Presto and Trino: Querying Everything From Anywhere
You have data in S3, in PostgreSQL, in MongoDB, in Kafka, in your data warehouse, and in three different MySQL instances from acquired companies. Your analysts need to join across all of it. What do you do?
Presto (and its fork Trino) answer this question with a federated query engine that connects to everything and queries it in place. No ETL required to consolidate before analysis. No separate data movement jobs. SQL spans your entire data estate.
The Problem: Data Silos
Most enterprises end up with data scattered across systems that do not talk to each other. Your BI tool connects to the warehouse. Your data scientists query the data lake directly. Your operational reports hit the OLTP database directly. Customer data lives in three different systems depending on which acquisition it came from.
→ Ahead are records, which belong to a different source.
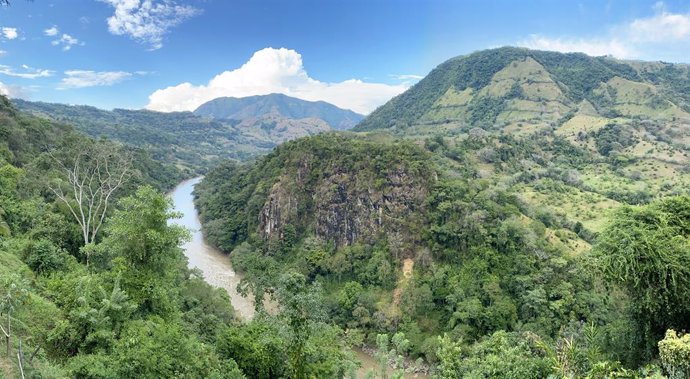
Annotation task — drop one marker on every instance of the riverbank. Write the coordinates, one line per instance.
(218, 271)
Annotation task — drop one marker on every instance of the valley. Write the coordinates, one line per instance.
(515, 213)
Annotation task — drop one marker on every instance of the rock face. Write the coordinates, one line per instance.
(346, 204)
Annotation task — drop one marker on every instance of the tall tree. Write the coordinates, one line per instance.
(93, 175)
(646, 251)
(14, 292)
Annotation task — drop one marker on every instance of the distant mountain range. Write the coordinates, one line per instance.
(519, 90)
(225, 128)
(278, 105)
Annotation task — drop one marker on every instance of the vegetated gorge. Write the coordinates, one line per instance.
(515, 214)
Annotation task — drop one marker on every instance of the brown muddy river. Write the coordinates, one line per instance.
(216, 266)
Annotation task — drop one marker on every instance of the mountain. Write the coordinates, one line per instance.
(521, 90)
(278, 104)
(191, 141)
(474, 206)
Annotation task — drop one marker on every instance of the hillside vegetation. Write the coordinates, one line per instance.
(523, 198)
(286, 106)
(236, 129)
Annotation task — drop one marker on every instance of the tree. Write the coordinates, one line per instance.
(674, 351)
(15, 292)
(93, 175)
(146, 248)
(645, 250)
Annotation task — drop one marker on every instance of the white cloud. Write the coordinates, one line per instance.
(66, 41)
(662, 27)
(275, 71)
(12, 91)
(52, 31)
(26, 73)
(147, 21)
(590, 47)
(88, 78)
(664, 35)
(10, 33)
(408, 77)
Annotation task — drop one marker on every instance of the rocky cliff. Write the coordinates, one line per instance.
(342, 189)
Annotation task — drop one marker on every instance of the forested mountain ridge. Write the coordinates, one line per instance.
(519, 90)
(280, 105)
(73, 308)
(196, 143)
(529, 252)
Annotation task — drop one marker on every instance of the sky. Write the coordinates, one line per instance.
(173, 55)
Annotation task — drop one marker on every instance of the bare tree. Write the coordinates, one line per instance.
(93, 175)
(14, 291)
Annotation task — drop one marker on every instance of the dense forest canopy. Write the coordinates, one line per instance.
(494, 251)
(516, 214)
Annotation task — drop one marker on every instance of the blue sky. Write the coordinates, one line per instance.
(174, 55)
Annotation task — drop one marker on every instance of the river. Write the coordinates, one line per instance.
(216, 266)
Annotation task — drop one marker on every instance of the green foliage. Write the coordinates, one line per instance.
(500, 355)
(580, 75)
(674, 351)
(645, 250)
(613, 137)
(231, 197)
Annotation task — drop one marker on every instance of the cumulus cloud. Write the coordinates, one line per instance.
(12, 91)
(664, 35)
(147, 21)
(52, 31)
(274, 71)
(592, 47)
(407, 77)
(88, 78)
(10, 33)
(26, 72)
(66, 41)
(662, 27)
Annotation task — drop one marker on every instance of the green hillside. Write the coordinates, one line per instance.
(486, 204)
(196, 143)
(278, 104)
(519, 90)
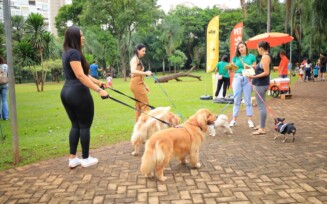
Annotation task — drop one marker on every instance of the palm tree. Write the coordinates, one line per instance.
(35, 28)
(171, 35)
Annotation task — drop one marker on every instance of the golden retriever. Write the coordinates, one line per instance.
(176, 142)
(146, 126)
(222, 121)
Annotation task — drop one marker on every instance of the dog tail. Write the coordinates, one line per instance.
(149, 158)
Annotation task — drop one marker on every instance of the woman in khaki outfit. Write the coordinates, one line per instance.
(137, 85)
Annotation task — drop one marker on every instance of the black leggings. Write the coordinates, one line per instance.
(222, 81)
(79, 106)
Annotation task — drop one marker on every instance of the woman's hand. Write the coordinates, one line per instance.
(147, 88)
(103, 93)
(102, 85)
(148, 73)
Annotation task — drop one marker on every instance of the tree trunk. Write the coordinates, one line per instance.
(42, 71)
(36, 79)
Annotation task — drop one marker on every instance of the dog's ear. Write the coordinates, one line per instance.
(202, 121)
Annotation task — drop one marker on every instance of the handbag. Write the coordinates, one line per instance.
(248, 70)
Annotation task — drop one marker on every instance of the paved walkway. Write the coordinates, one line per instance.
(239, 168)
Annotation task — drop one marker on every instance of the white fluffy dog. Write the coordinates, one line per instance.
(222, 121)
(146, 126)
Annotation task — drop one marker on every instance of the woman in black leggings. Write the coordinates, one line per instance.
(76, 96)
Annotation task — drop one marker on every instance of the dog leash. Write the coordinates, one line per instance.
(156, 79)
(271, 113)
(115, 90)
(125, 104)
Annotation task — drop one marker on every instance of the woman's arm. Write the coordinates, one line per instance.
(78, 71)
(265, 61)
(134, 71)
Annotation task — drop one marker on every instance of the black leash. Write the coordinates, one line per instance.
(152, 107)
(125, 104)
(163, 90)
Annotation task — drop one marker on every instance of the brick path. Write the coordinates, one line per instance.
(239, 168)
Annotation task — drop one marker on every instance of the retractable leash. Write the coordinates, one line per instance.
(156, 79)
(125, 104)
(115, 90)
(271, 113)
(230, 101)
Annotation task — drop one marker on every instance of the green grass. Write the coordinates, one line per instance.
(43, 125)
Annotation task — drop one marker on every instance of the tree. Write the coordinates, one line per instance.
(17, 25)
(120, 18)
(2, 40)
(37, 38)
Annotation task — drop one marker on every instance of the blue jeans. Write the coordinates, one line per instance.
(260, 95)
(4, 104)
(241, 85)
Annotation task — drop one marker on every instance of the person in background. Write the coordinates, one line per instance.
(4, 110)
(261, 81)
(76, 96)
(283, 65)
(308, 68)
(137, 84)
(94, 68)
(241, 84)
(316, 71)
(223, 76)
(323, 66)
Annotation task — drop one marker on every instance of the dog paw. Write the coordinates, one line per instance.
(198, 165)
(164, 178)
(134, 153)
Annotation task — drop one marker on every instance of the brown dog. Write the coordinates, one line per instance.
(146, 126)
(176, 142)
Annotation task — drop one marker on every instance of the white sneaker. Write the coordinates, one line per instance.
(89, 161)
(250, 123)
(74, 162)
(232, 123)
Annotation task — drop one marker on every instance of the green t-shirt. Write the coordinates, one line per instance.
(248, 59)
(221, 69)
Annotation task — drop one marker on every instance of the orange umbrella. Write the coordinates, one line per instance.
(273, 38)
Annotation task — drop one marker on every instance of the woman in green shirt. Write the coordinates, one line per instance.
(241, 84)
(223, 78)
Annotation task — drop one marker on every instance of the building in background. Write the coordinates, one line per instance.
(47, 8)
(54, 8)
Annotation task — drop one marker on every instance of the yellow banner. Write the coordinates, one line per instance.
(212, 51)
(212, 44)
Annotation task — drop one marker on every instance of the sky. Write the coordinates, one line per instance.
(166, 5)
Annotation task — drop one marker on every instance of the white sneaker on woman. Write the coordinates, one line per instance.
(89, 161)
(74, 162)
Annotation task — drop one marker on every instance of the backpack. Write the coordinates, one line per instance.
(3, 74)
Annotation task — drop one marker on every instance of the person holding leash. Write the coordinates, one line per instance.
(241, 83)
(261, 81)
(76, 96)
(137, 84)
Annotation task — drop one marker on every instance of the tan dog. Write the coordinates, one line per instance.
(176, 142)
(146, 126)
(222, 121)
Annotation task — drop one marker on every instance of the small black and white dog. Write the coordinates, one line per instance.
(284, 128)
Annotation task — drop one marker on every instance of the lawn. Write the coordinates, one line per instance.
(43, 125)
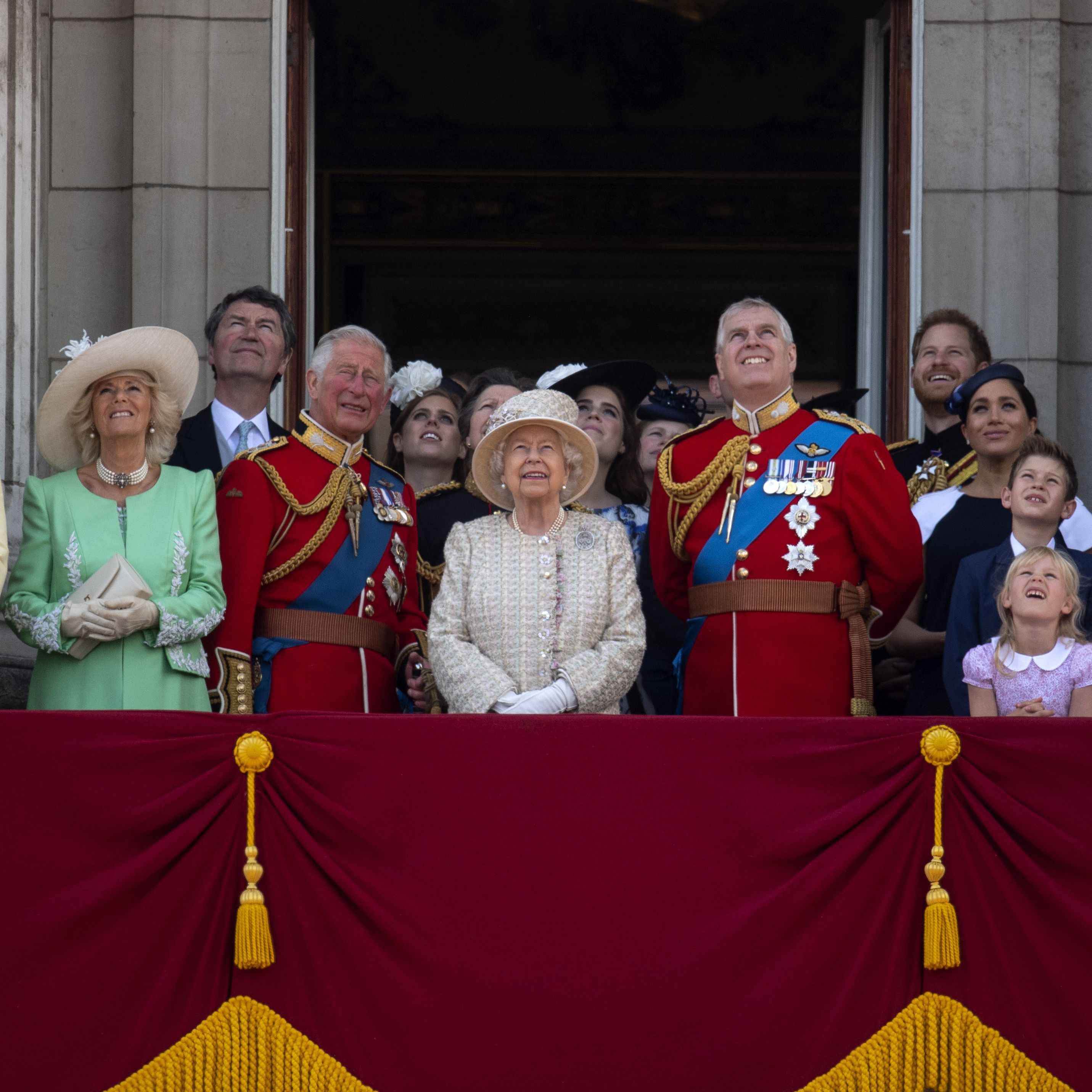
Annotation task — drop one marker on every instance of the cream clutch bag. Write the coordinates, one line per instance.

Consolidating everything into one system is expensive, slow, and politically difficult. Different teams own different systems. Regulatory requirements mandate data residency. Some data changes too frequently to replicate.
Presto and Trino solve this with a virtual approach: instead of moving data to the query, send the query to the data.
Architecture: Coordinator and Workers
Presto and Trino use a classic distributed query architecture. The coordinator receives SQL, parses and plans the query, schedules work across workers, and returns results. Workers execute tasks in parallel, reading from their assigned data sources and exchanging intermediate results over the network.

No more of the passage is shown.